Kerry relaunched himself on September 16 in Las Vegas at the annual convention of the National Guard Association which, two days before, had cheered Bush to the rafters. Senator John Kerry said, "I believe he (Bush) failed the fundamental test of leadership. He failed to tell you the truth. (He) did not even acknowledge that more than a 1,000 men and women have lost their lives in Iraq.
He did not tell you that with each passing day we're seeing more chaos, more violence, more indiscriminate killings. He did not tell you that with each passing day our enemies are getting bolder - that Pentagon officials report that entire regions of Iraq are now in the hands of terrorists and extremists... You deserve a president who will not play politics with national security, who will not ignore his own intelligence, while living in a fantasy world of spin."
Stanley Presser, professor of sociology at the University of Maryland, believes that opinion polls should not be trusted if they merely ask whether respondents are for or against X or Y. There is no certain answer to "How are you?" There is a far better answer to "How are you compared to yesterday, or compared to someone?"
A Gallup poll released on September 17 showed a 13-point lead for Bush. A Pew poll a day earlier found the candidates to be almost tied.

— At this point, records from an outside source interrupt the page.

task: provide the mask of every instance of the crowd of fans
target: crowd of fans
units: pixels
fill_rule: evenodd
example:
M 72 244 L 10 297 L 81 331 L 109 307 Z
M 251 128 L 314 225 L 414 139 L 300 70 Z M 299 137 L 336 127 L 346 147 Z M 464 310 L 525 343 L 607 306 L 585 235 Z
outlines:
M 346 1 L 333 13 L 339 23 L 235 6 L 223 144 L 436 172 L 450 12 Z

The first polling was done by a magazine called Literary Digest. It would send around 20 million postcards and receive an average of five million answers. It correctly named the winners of the 1924, 1928 and 1932 American presidential elections, and predicted in 1936 that Alf Landon would defeat incumbent Roosevelt by five percentage points. A young pollster who sampled only thousands, but went door to door, made a public bet that the Digest would be wrong. Roosevelt won. George Gallup went on a roll, and is still rolling.
Have you heard of the Push Poll? It is designed to push the respondent towards the answer the client wants. When Zogby did a poll for PETA (People for the Ethical Treatment of Animals) it asked Americans whether they would give up eating meat if they knew that chicken, only days old, get their beaks seared off with hot blades to prevent them from pecking one another in jam-packed cages. Or that bulls and pigs are castrated without painkillers. Politicians who find they have won in the polls but lost in the ballot box may want to check if they have been flattered to deceive.
Incidentally, when you read that a particular poll has been conducted on the telephone, remember a few facts: women answer the phone more than men, and young people don't hang around at home.
Zogby got the Bush-Gore election right with an unusual question. "You live in the Land of Oz, and the candidates are the Tin Man, who's all brains and no heart, and the Scarecrow, who's all heart and no brains. Who would you vote for?" The response was a dead heat: 46.2 per cent per cent for each. He asked the question again in the last week of September. The Tin Man was ahead this time by 10 points.
The share price of Halliburton, the Cheney-propped American multinational that received a multi-billion dollar grace-and-favour contract in Iraq, has shed sharply on the New York Stock Exchange, from $50 to around $30.
The day after Bush lost the third straight debate a news report from Baghdad said: "Prime Minister Ayad Allawi threatened Wednesday that a military assault would be mounted against Fallujah if the rebel bastion did not surrender Iraq's most wanted man, the terrorist Abu Musab al-Zarqawi." Translation: Musharraf can't deliver Osama bin Laden before November 2. Hamid Karzai hasn't been asked to pick up Mullah Omar. So it's Allawi's turn to deliver an also-ran. Does it matter that the CIA says that Zarqawi had no links with Saddam Hussein, and that official investigations confirm that Saddam had neither weapons of mass destruction nor any connections with Al Qaeda? No.
The writer is editor-in-chief, Asian Age, New Delhi.